Me ocorre frequentemente a ideia de que nós nos relacionamos com a linguagem assim como os peixes se relacionam com a água. Fora da água, o peixe não existe, toda a sua natureza, seu desenho, seu organismo, seu modo de ser estão indissociavelmente vinculados à água. Outros animais até conseguem sobreviver na água ou se adaptar a ela, como focas, pinguins, sapos e salamandras, que levam uma existência anfíbia. Mas os peixes não: ser peixe é ser na água. Com os seres humanos é a mesma coisa: não existimos fora da linguagem, não conseguimos sequer imaginar o que é não ter linguagem – nosso acesso à realidade é mediado por ela de forma tão absoluta que podemos dizer que para nós a realidade não existe, o que existe é a tradução que dela nos faz a linguagem, implantada em nós de forma tão intrínseca e essencial quanto nossas células e nosso código genético. Ser humano é ser linguagem.

Mas a comparação com o peixe também pode se aplicar a uma outra dimensão da linguagem, que é a única forma como a linguagem realmente adquire existências: a dimensão textual. Abrir a boca para falar, empunhar um instrumento para grafar o que quer que seja, ativar a memória, raciocinar, sonhar, esquecer... todas essas atividades humanas só se realizam como textos.

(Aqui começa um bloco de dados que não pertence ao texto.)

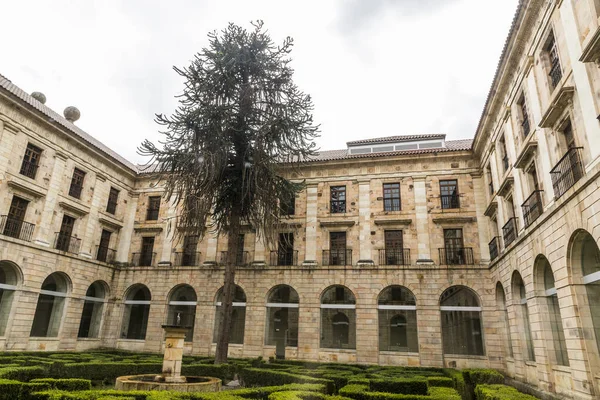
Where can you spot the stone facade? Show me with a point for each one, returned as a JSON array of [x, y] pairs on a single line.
[[527, 212]]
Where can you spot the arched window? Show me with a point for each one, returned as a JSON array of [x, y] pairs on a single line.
[[282, 317], [553, 317], [338, 318], [136, 312], [238, 317], [397, 311], [461, 322], [51, 303], [182, 309], [9, 279], [503, 317], [91, 316], [522, 310]]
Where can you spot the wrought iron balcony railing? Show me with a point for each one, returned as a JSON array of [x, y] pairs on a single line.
[[509, 231], [29, 169], [186, 259], [16, 228], [144, 259], [105, 254], [394, 256], [532, 207], [567, 171], [284, 257], [69, 244], [456, 256], [337, 257], [494, 247]]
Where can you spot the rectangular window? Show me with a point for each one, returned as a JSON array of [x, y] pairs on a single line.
[[153, 208], [338, 199], [391, 197], [76, 183], [449, 194], [31, 161], [113, 196]]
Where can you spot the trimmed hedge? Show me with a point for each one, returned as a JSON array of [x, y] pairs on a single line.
[[500, 392]]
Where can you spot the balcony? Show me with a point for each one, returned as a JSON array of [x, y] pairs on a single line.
[[186, 259], [456, 256], [394, 256], [337, 257], [284, 257], [509, 231], [105, 254], [69, 244], [242, 258], [144, 259], [16, 228], [29, 169], [494, 247], [567, 171], [450, 201], [532, 207]]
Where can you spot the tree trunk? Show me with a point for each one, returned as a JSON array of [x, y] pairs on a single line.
[[228, 292]]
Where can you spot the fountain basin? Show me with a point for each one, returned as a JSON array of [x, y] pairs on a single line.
[[149, 382]]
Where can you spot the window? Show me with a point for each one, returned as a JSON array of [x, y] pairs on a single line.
[[31, 161], [449, 194], [397, 312], [91, 316], [136, 312], [153, 208], [113, 196], [338, 318], [282, 318], [238, 317], [76, 183], [551, 50], [50, 306], [182, 309], [338, 199], [461, 322], [523, 315], [391, 197]]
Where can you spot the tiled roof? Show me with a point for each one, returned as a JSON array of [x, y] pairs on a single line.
[[10, 87], [402, 138], [451, 145]]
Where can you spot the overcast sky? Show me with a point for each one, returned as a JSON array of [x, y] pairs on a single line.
[[373, 67]]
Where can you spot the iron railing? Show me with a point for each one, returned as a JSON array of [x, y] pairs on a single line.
[[509, 231], [450, 201], [284, 257], [494, 247], [241, 258], [69, 244], [16, 228], [186, 259], [105, 254], [567, 171], [337, 257], [532, 207], [456, 256], [394, 256], [29, 169], [145, 259]]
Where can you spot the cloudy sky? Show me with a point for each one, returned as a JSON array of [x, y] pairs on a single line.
[[373, 67]]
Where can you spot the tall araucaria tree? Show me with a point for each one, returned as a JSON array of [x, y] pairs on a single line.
[[240, 124]]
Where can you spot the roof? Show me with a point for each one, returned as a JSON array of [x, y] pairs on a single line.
[[402, 138], [451, 145], [53, 116]]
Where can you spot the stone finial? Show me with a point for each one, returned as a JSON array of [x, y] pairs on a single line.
[[39, 96], [71, 113]]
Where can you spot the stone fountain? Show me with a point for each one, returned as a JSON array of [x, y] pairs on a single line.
[[170, 378]]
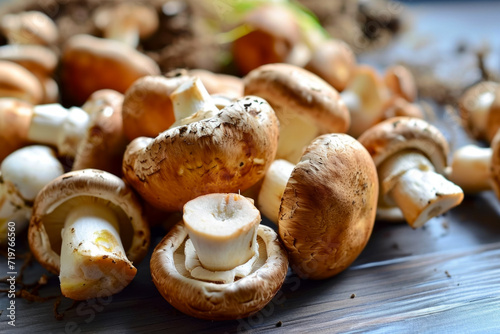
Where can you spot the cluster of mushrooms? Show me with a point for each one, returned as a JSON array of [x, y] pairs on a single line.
[[222, 149]]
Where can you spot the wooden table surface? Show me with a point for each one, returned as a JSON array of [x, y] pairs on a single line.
[[443, 278]]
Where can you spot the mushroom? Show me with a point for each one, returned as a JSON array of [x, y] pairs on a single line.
[[20, 182], [365, 97], [127, 22], [147, 106], [306, 105], [480, 110], [87, 226], [30, 27], [15, 117], [90, 64], [324, 206], [333, 61], [411, 156], [40, 61], [18, 82], [219, 263], [210, 151]]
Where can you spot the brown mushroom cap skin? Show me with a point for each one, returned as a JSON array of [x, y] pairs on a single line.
[[226, 153], [147, 107], [15, 118], [90, 64], [18, 82], [227, 301], [301, 91], [45, 238], [406, 133], [328, 207]]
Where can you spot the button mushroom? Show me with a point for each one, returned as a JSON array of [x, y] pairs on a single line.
[[210, 151], [20, 182], [324, 206], [90, 64], [306, 105], [87, 226], [220, 263], [411, 156]]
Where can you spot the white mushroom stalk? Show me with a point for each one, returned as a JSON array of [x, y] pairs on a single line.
[[52, 124], [272, 188], [223, 231], [22, 175], [409, 180], [192, 103], [470, 168], [93, 260]]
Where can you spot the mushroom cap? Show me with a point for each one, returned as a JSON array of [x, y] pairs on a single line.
[[334, 61], [225, 153], [289, 88], [90, 64], [56, 199], [214, 301], [147, 107], [104, 143], [328, 207], [15, 118], [18, 82], [406, 133], [32, 27]]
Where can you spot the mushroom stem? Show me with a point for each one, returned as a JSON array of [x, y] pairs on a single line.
[[273, 186], [223, 229], [470, 168], [93, 260], [409, 179], [52, 124], [192, 103]]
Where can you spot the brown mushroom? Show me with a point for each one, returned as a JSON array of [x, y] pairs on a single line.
[[31, 27], [18, 82], [324, 206], [411, 156], [90, 64], [219, 257], [210, 151], [15, 116], [87, 226], [306, 105]]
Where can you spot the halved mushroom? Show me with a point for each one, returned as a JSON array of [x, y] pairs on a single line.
[[411, 156], [88, 227], [219, 264], [90, 64], [15, 117], [23, 173], [306, 105], [324, 206], [210, 151]]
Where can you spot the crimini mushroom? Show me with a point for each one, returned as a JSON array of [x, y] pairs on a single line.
[[15, 117], [480, 110], [31, 27], [18, 82], [210, 151], [127, 22], [23, 173], [40, 61], [306, 105], [147, 106], [411, 156], [220, 263], [90, 64], [333, 61], [87, 226], [324, 206]]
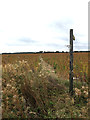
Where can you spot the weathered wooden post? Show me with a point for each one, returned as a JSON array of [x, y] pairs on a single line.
[[71, 62]]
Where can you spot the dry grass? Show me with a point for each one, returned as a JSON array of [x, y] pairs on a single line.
[[29, 93]]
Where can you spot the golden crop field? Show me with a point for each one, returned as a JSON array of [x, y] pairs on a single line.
[[37, 86]]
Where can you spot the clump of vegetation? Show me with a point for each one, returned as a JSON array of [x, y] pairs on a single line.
[[29, 93]]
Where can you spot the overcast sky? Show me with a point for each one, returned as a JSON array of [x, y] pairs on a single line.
[[42, 25]]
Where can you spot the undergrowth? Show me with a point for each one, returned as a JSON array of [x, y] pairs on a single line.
[[28, 93]]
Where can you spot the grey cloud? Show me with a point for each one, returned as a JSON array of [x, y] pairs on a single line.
[[55, 45], [63, 24], [27, 40], [62, 38], [22, 42]]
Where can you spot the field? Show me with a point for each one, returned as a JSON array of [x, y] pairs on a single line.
[[37, 85]]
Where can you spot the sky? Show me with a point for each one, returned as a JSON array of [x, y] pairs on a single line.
[[43, 25]]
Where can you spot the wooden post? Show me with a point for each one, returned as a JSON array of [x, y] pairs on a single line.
[[71, 63]]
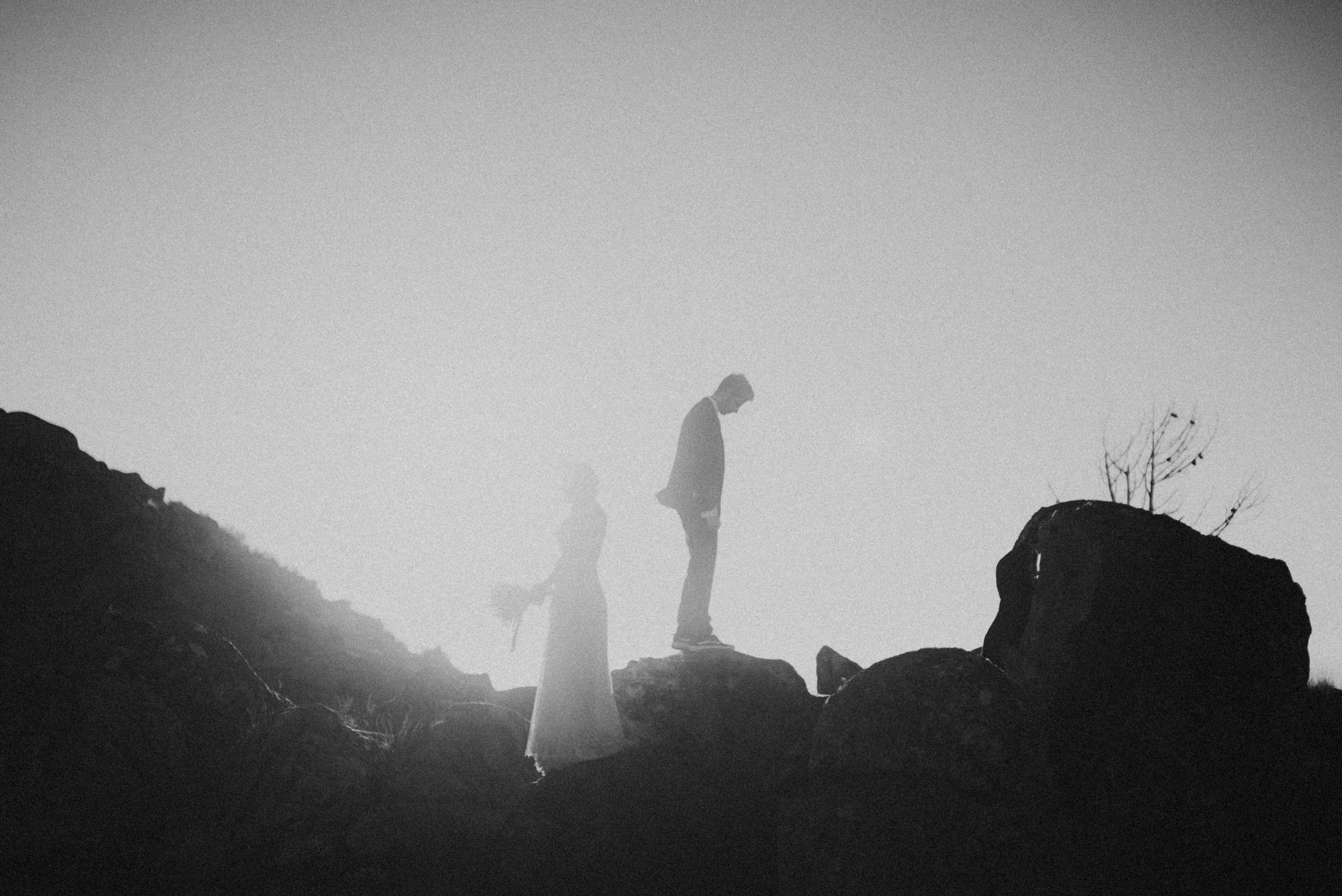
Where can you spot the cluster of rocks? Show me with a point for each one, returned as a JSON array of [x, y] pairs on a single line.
[[185, 715]]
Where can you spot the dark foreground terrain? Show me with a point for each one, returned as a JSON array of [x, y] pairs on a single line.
[[185, 715]]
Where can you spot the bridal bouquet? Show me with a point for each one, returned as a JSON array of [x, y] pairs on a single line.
[[511, 603]]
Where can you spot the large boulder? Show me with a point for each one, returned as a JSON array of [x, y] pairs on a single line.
[[833, 670], [124, 736], [690, 807], [1104, 601], [719, 705], [1171, 671], [457, 777], [927, 776]]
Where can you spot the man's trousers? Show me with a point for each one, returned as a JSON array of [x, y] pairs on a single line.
[[702, 539]]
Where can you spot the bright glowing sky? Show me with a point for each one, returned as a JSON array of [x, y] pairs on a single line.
[[353, 277]]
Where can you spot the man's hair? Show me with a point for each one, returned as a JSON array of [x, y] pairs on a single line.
[[736, 384]]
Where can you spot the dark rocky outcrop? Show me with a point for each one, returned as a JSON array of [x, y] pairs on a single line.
[[182, 710], [1171, 671], [927, 776], [692, 807], [185, 715], [833, 671]]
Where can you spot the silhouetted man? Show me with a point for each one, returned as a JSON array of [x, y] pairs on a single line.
[[696, 492]]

Só tem linguagem onde tem texto. No entanto, por alguma misteriosa razão, os estudos linguísticos durante quase dois milênios desprezaram esse caráter essencialmente textual da linguagem humana. Talvez justamente por ele ser tão íntimo e inevitável quanto respirar, algo que fazemos tão intuitivamente que nunca nos detemos para refletir sobre isso, é que o caráter textual de toda manifestação da linguagem tenha sofrido esse soberano desprezo. E as consequências desse desprezo, para a educação, configuram a tragédia pedagógica que tão bem conhecemos: a redução do estudo da língua, na escola, à palavra solta e à frase isolada.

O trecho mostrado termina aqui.